Treatments and protocol: The subjects’ VO2peak (also known as VO2max) was determined at least one week before the start of the experiment. To achieve hypohydration, subjects ate a low salt diet (4 g salt, or 1.6 g sodium, per day) as opposed to the normal 12 g salt/4.8 g sodium per day for 2 days before the trial. Also, the day of the trial, they consumed a diuretic about 3 hrs before the thermoregulatory test in order to achieve a total goal of 3% loss of body weight.
                         The body’s response to high heat and exercise was assessed with a thermoregulatory response test during both euhydration and hypohydration (see Experimental Design above). For this thermoregulatory test, participants cycled at 65% of their VO2peak for 30 min in a room that was 28.0 ± 0.1°C and 46 ± 1% relative humidity. These measurements were acquired:
  • Heart rate (every min)
  • Blood pressure (1x/min)
  • Esphageal temperature (Tes)
  • Skin temperature (Tsk) from a combination of the forearm, chest, and thigh
  • Forearm skin vascular conductance (FVC) (2x/min), a marker of cutaneous vasodilation
  • Sweat rate (every 5 sec)
  • Total sweat rate (SR)
  • Cardiac output (2x before and 3x during exercise)
  • Total plasma protein concentration (blood samples were acquired 2x before and 3x during exercise)
  • Plasma albumin concentration
  • Osmolality of plasma

These parameters were acquired in the euhydrated state and the hypohydrated state (performed on different days but at the same time of the day). After the hypohydration trial, there was a > 5 day period before the training period started. The subjects then engaged in a 5-day training period where they cycled on a stationary bicycle for 30 min/day at 30.0 ± 0.1°C and 50 ± 1% relative humidity. (Subjects were euhydrated during training.) The thermoregulatory test was repeated for euhydration and then hypohydration, beginning on the 2nd day after terminating the 5-day training protocol.


Summary
  • The authors were successful in achieving hypohydration for the hypohydration trials. This was confirmed by decreases in plasma volume and body weight.
  • When comparing the after versus before training tests, the rise in plasma volume was much greater for the euhydrated as opposed to the hypohydrated condition. This indicated that the hypohydration limited the adaptive increase in plasma volume that normally occurs as the result of regular exercise training.
  • The authors also plotted the relationship between Tes (x-axis) and FVC (y-axis). The first observation was that FVC values were lower in hypohydration condition, both before and after training, compared with the euhydration condition. In addition, the euhydration condition allowed for a larger exercise adaptation (i.e., greater increase in FVC at lower Tes, or greater degree of shifting the curve to the left) compared with the hypohydration condition.
  • The authors plotted Tes vs. SR in the same way as Tes vs. FVC. However, in contrast to the results with Tes vs. FVC, the Tes vs. SR relationship was much less influenced by hydration status.
  • The adaptation in stroke volume in response to training was more pronounced in the euhydrated vs. hypohydrated condition. In addition, stroke volume was lower in the dehydration condition vs. the hydration condition both before and after training.
  • The adaptation in cardiac output was largely unaffected by hydration status. As with stroke volume, cardiac output both before and after training was lower in the hypohydrated vs. euhydrated condition.

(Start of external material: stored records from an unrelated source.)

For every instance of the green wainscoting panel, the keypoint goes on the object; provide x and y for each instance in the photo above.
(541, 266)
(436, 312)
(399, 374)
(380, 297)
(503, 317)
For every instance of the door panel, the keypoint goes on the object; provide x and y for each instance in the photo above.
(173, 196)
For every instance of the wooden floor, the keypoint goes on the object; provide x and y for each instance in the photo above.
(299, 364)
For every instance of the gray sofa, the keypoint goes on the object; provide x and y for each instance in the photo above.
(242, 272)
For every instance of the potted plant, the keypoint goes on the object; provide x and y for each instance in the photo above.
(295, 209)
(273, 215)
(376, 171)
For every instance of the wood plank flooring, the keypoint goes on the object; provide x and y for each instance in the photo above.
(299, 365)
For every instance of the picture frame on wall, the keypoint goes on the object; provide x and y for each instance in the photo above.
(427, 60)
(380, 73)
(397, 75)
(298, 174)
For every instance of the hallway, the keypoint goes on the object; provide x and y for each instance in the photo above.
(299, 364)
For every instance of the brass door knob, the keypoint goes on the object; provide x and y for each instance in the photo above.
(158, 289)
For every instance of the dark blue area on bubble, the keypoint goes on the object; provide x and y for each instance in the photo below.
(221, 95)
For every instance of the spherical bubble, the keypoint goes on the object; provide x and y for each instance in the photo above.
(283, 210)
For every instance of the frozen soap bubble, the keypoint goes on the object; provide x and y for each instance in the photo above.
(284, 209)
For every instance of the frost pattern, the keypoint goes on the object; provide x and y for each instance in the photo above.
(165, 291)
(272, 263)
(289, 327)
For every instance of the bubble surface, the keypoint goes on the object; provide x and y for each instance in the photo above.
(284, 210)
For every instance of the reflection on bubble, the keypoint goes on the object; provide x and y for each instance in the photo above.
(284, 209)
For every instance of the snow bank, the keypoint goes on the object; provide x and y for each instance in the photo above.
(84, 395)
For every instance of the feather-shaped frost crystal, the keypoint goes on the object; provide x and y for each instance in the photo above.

Interpretation of findings/Key practice applications

The adaptive response of some thermoregulatory variables (e.g., FVC, plasma volume, stroke volume) is more sensitive to the effects of hypohydration than other variables such as sweat rate or cardiac output. The study points to the importance of the maintenance of good hydration status to allow for heat acclimation.

Limitations

Hypohydration was induced via the use of a diuretic and some degree of dietary sodium restriction in this study. It is not clear if this method of causing hypohydration is representative of exercise-induced hypohydration that is associated with increased sweat losses.